Otherwise I plan to commit this s390 specific patches next week.
On Tue, 2016-12-13 at 09:38 +0100, Stefan Liebler wrote:
> ping.
Sorry, I've been busy with the robust mutex bugs.
This patch is OK. Thanks.
On 12/16/2016 07:14 PM, Torvald Riegel wrote:
> On Tue, 2016-12-13 at 09:38 +0100, Stefan Liebler wrote:
>> ping.
>
> Sorry, I've been busy with the robust mutex bugs.
>
> This patch is OK. Thanks.
>
Thanks. Committed.
On Tue, 2016-12-20 at 15:28 +0100, Stefan Liebler wrote:
> On 12/16/2016 07:14 PM, Torvald Riegel wrote:
> > On Tue, 2016-12-13 at 09:38 +0100, Stefan Liebler wrote:
> >> ping.
> >
> > Sorry, I've been busy with the robust mutex bugs.
> >
> > This patch is OK. Thanks.
> >
> Thanks. Committed.
I've reviewed and ack'ed patch 1 of 4, but it looks like you committed
patches 2-4 as well. Did anyone review these?

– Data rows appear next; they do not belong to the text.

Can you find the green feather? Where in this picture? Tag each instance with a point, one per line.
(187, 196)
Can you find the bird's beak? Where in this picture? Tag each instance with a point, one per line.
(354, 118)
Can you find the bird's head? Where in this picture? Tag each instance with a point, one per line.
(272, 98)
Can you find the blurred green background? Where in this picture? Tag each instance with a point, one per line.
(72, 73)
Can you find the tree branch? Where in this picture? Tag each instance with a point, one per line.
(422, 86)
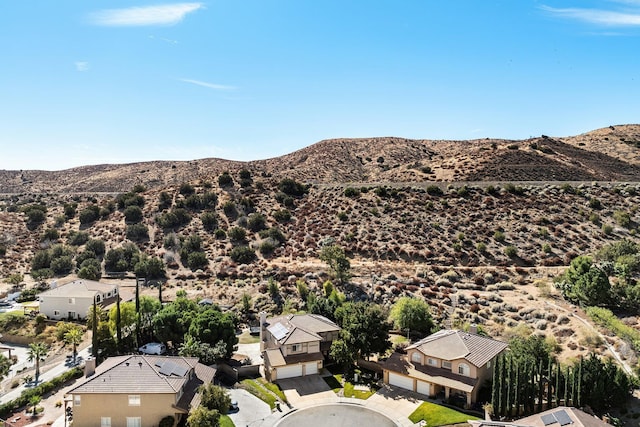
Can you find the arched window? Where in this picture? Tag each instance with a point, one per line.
(463, 369)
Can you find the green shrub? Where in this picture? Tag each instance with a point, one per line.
(242, 254)
(510, 251)
(351, 192)
(282, 215)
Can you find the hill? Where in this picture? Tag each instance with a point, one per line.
(478, 228)
(608, 154)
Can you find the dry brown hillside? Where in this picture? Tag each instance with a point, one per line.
(608, 154)
(477, 228)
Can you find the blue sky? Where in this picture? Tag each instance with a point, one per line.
(90, 82)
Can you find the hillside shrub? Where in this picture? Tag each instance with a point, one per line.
(242, 254)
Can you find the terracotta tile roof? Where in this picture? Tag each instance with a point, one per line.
(79, 288)
(398, 363)
(139, 374)
(452, 344)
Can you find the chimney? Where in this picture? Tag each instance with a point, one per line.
(90, 367)
(263, 325)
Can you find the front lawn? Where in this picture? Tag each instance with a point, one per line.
(225, 421)
(335, 382)
(436, 415)
(264, 390)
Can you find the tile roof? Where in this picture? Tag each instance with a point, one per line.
(299, 328)
(79, 288)
(452, 344)
(139, 374)
(399, 363)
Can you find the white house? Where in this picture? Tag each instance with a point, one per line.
(73, 300)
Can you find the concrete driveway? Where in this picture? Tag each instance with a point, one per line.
(250, 408)
(303, 391)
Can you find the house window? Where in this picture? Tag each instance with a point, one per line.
(463, 369)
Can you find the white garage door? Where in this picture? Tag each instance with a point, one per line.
(401, 381)
(289, 372)
(311, 368)
(424, 388)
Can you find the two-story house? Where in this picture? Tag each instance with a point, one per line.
(296, 344)
(73, 300)
(448, 363)
(138, 391)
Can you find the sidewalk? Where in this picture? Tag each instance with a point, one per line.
(47, 375)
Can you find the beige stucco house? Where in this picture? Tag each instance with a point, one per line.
(448, 363)
(73, 300)
(295, 345)
(139, 391)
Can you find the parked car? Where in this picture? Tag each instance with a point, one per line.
(153, 348)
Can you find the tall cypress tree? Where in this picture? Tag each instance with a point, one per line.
(94, 330)
(118, 324)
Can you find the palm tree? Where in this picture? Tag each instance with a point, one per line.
(37, 352)
(74, 337)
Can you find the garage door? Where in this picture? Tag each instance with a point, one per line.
(311, 368)
(289, 372)
(401, 381)
(424, 388)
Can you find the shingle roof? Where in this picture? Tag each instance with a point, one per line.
(452, 344)
(578, 418)
(144, 375)
(79, 288)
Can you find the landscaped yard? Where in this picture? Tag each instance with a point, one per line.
(335, 382)
(264, 391)
(436, 415)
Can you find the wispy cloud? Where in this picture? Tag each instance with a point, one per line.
(611, 18)
(168, 14)
(82, 66)
(208, 85)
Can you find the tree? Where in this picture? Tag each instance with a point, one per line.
(5, 365)
(413, 314)
(212, 326)
(74, 337)
(173, 320)
(365, 329)
(342, 354)
(215, 397)
(203, 417)
(37, 353)
(585, 283)
(335, 257)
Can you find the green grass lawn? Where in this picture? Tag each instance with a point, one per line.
(264, 391)
(225, 421)
(335, 382)
(436, 415)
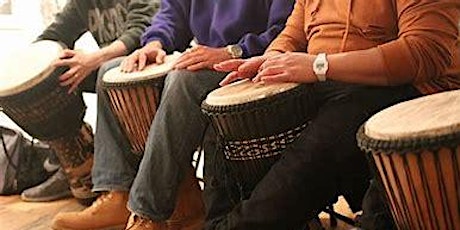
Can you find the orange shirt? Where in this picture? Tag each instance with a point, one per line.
(415, 37)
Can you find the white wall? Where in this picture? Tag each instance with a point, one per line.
(20, 29)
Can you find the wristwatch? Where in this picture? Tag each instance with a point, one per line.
(320, 66)
(235, 51)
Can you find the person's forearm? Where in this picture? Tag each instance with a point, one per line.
(361, 67)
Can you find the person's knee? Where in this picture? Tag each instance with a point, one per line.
(104, 68)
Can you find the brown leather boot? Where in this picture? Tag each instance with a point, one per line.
(139, 223)
(189, 213)
(108, 211)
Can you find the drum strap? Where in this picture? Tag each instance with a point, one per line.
(5, 150)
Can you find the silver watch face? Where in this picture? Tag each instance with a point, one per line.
(235, 51)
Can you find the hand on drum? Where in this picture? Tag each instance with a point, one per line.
(150, 53)
(201, 57)
(80, 66)
(285, 67)
(240, 68)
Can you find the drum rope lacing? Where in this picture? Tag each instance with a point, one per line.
(408, 144)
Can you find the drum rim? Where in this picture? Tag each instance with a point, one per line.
(157, 81)
(250, 106)
(404, 145)
(32, 82)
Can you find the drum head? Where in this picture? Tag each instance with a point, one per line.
(28, 67)
(425, 117)
(244, 91)
(150, 72)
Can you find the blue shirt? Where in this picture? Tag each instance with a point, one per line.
(252, 24)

On Thu, 2016-12-22 at 10:34 +0100, Torvald Riegel wrote:
> On Tue, 2016-12-20 at 15:28 +0100, Stefan Liebler wrote:
> > On 12/16/2016 07:14 PM, Torvald Riegel wrote:
> > > On Tue, 2016-12-13 at 09:38 +0100, Stefan Liebler wrote:
> > >> ping.
> > >
> > > Sorry, I've been busy with the robust mutex bugs.
> > >
> > > This patch is OK. Thanks.
> > >
> > Thanks. Committed.
>
> I've reviewed and ack'ed patch 1 of 4, but it looks like you committed
> patches 2-4 as well. Did anyone review these?
>
Ping.
On 12/22/2016 10:34 AM, Torvald Riegel wrote:
> On Tue, 2016-12-20 at 15:28 +0100, Stefan Liebler wrote:
>> On 12/16/2016 07:14 PM, Torvald Riegel wrote:
>>> On Tue, 2016-12-13 at 09:38 +0100, Stefan Liebler wrote:
>>>> ping.
>>>
>>> Sorry, I've been busy with the robust mutex bugs.
>>>
>>> This patch is OK. Thanks.
>>>
>> Thanks. Committed.
>
> I've reviewed and ack'ed patch 1 of 4, but it looks like you committed
> patches 2-4 as well. Did anyone review these?
>
Sorry. That was my fault.
Shall I revert the other patches and continue after the release?
On Wed, 2017-01-11 at 17:06 +0100, Stefan Liebler wrote:
> On 12/22/2016 10:34 AM, Torvald Riegel wrote:
> > On Tue, 2016-12-20 at 15:28 +0100, Stefan Liebler wrote:
> >> On 12/16/2016 07:14 PM, Torvald Riegel wrote:
> >>> On Tue, 2016-12-13 at 09:38 +0100, Stefan Liebler wrote:
> >>>> ping.
> >>>
> >>> Sorry, I've been busy with the robust mutex bugs.
> >>>
> >>> This patch is OK. Thanks.
> >>>
> >> Thanks. Committed.
> >
> > I've reviewed and ack'ed patch 1 of 4, but it looks like you committed
> > patches 2-4 as well. Did anyone review these?
> >
> Sorry. That was my fault.
> Shall I revert the other patches and continue after the release?
>
Let's do the normal review process first. I've reviewed the other 3 by
now; maybe we can just fix them up where necessary. Sounds good?
@@ -45,11 +45,18 @@
int
__lll_lock_elision (int *futex, short *adapt_count, EXTRAARG int private)
{
- if (*adapt_count > 0)
+ /* adapt_count can be accessed concurrently; these accesses can be both
+ inside of transactions (if critical sections are nested and the outer
+ critical section uses lock elision) and outside of transactions. Thus,
+ we need to use atomic accesses to avoid data races. However, the
+ value of adapt_count is just a hint, so relaxed MO accesses are
+ sufficient. */
+ if (atomic_load_relaxed (adapt_count) > 0)
{
/* Lost updates are possible, but harmless. Due to races this might lead
to *adapt_count becoming less than zero. */
- (*adapt_count)--;
+ atomic_store_relaxed (adapt_count,
+ atomic_load_relaxed (adapt_count) - 1);
goto use_lock;
}
@@ -74,8 +81,10 @@ __lll_lock_elision (int *futex, short *adapt_count, EXTRAARG int private)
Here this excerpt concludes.